Thank you all in advance, and if I have not been clear on some of the points just shout and I will clarify.

 

Many Thanks

 

James

5 Replies 5

It is possible and quite common in these scenarios. But it has to be done on the client-side and not on your end. When your VPN-gateway sees the same IP from different customers it's already to late to distinguish them.

Hi Karsten

 

Thank you for your swift reply. Yes, I figured the routing table on our side would be rather interesting should we attempt it normally. So the client side has to put in place some form of NAT to change their internal range to the Internal IP that we assign from our internal range? Say, for example, they have IP range 192.168.0.0/24, and we have IP range 192.168.100.0/24. We assign them the IP of 192.168.100.10 as their IP on our network. They would need to put a setting in their VPN policy to translate all their internal network traffic to 192.168.100.10, for anything destined for our network? Would we need to do anything our side for this to work?

 

Many Thanks

 

James

First, you should put your systems on public IP addresses. If a customer has the same addresses as you, you'll get additional trouble.

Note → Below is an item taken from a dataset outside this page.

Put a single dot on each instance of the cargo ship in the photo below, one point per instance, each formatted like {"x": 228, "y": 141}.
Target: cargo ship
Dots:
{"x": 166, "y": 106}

Then, assign one private address-range per customer which that customer can use. Directly start in the 10/8 range as there you are not restricted to the limited space of 192.168.0.0.

So I would need to readdress the segment of my network I would like to share? And then the purpose of the selection of various range per client is the Overlapping networks I have been reading about? This is presume is a straight one-to-one translation with the IP ranges. So if the client had 192.168.0.0/24, and I selected 10.0.0.0/24 for them, a device of IP 192.168.0.10 would have IP 10.0.0.10 as far as my network could tell?

 

I did some work with a company a few months back who had their VPN set up where we as the client in this case had to put an IP that was from their range internally onto the settings on our side. They received hundreds of connections from client networks, and the ranges were generally the same. I guess this was their way of masking this from the routing table and getting around that restriction. I was hoping I could do the same sort of setup on the Cisco, but if I cannot I will see about doing the range translation instead.

 

Thank you very much for your replies.

 

James

Hi Everyone

 

Thank you for your contributions so far. I just wanted to expand out a little on the requirements and just confirm the NAT of remote IP ranges is still suitable. We will be getting at least 50 client networks connecting to our 5515 via VPN. The vast majority will be basic Class C or B ranges, and right at the start would be my bet. Readdressing them will be impossible, as they do run their own services on site and this could cause issues. Lets go worst case scenario, and say all 50 have chosen 192.168.0.0/2 as their IP range. We are using lets say 172.16.0.0/16 as our range. The clients will not need to communicate with each other, just our network. The initial thought I had was to put something in place to translate each clients connection to an IP address in our range. Lets say we used IPs from 172.16.100.0 going up. First clients traffic from their entire network would appear to come from 172.16.100.1. The second clients traffic would be from .2 and so on. This is all despite them having 100 clients on the network. I don't know if this is achievable, and how it would be achieved, but I have come across something similar with one of our suppliers, who asked us to create a S2S VPN and present as an IP address they supplied us with, as they are a big company, and it allowed them to have S2S from the same subnet hundreds of times. Now it may be this is hard to achieve, or requires a lot of additional hardware on both sides. If the solution above is the right one, then we will set up a subnet translation. Can this be done on our side only, invisible to the client?